In this section, we motivate why MRM is of interest to the computer systems community. Foundation models are becoming pervasive which leads to a diversification of the requirements: some use cases have tight latency SLAs (e.g., user-in-the-loop conversation), some are throughput hungry and heavily use batching, others are background best-effort jobs (e.g., meeting recap). The workload is becoming more complex, with vastly different input:output token ratios, expert models tailored for specific use cases, and dependencies on advanced augmentation mechanisms (e.g. RAG [59]). In addition to that, the resource-heavy nature of the workload and the cost of the hardware require hollistic and efficient orchestration. This is addressed by leveraging key OS mechanisms (e.g., virtual memory [22], power-aware scheduling [46] or speculative execution [31]), effectively building up towards a rack-scale OS for foundation model inference. In that context, the emergence of MRM brings a set of exciting challenges and opportunities to explore.

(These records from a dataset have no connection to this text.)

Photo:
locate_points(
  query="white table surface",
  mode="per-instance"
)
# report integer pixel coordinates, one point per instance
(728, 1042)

Retention-aware data placement and scheduling. MRM is unlikely to be a one-size-fits-all solution, and will co-exist with other types of memory, such as HBM for write-heavy data structures (e.g., activations), and LPDDR as a slower tier. Fine-grained understanding of lifetime and access patterns

of the data will be required to lay out the data. The scheduler will need to track the data expiration times, and decide whether to refresh it or move it to another tier based on the state of the requests that depend on that data.

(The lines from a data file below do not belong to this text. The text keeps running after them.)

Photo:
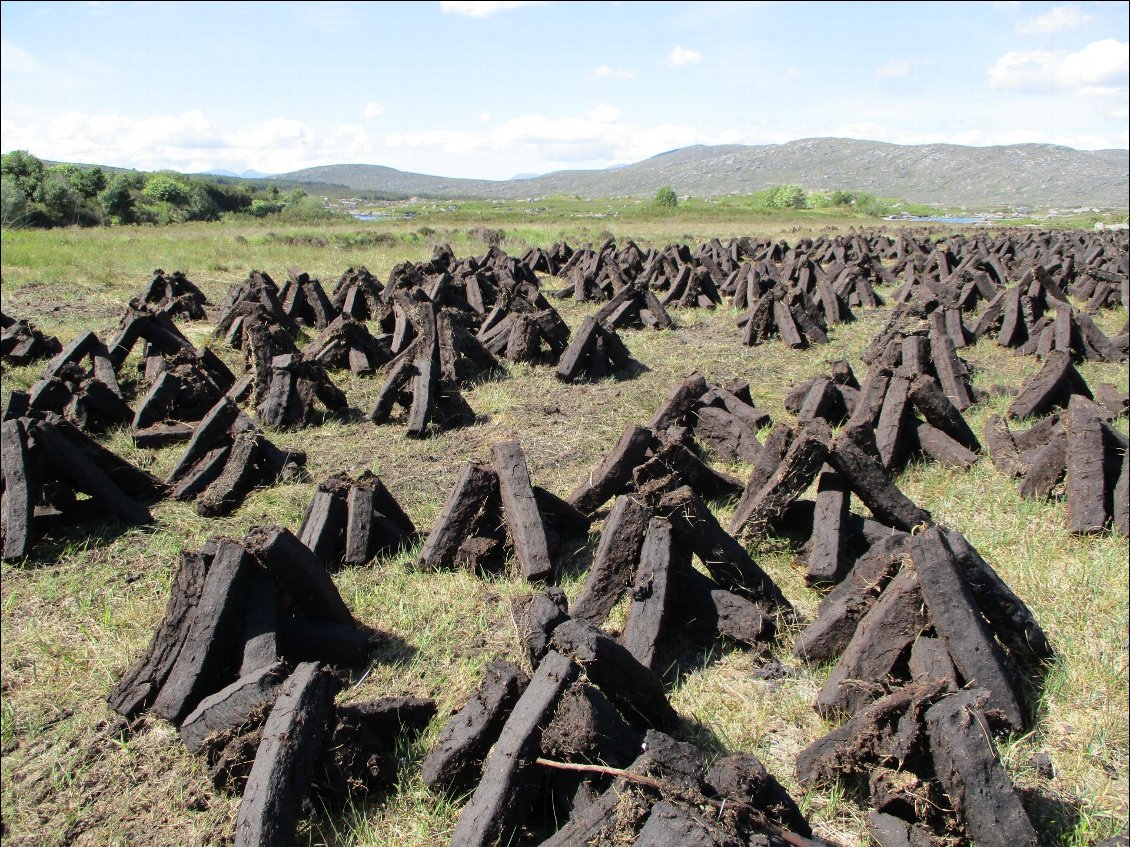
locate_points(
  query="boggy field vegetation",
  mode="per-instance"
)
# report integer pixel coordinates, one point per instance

**Lightweight memory controllers.** There is potential to make the MRM controller extremely simple and energy efficient. The lack of random access requirements opens up a unique prospect of a block-level access *memory* controller, with implications on the software stack. Much of the functionality that is typically handled on the device, such as refresh and wear-levelling can be left up to a software control plane higher up in the stack, which is best-placed to make these decisions while satisfying global application requirements. This approach is akin to zoned storage interfaces for Flash [60].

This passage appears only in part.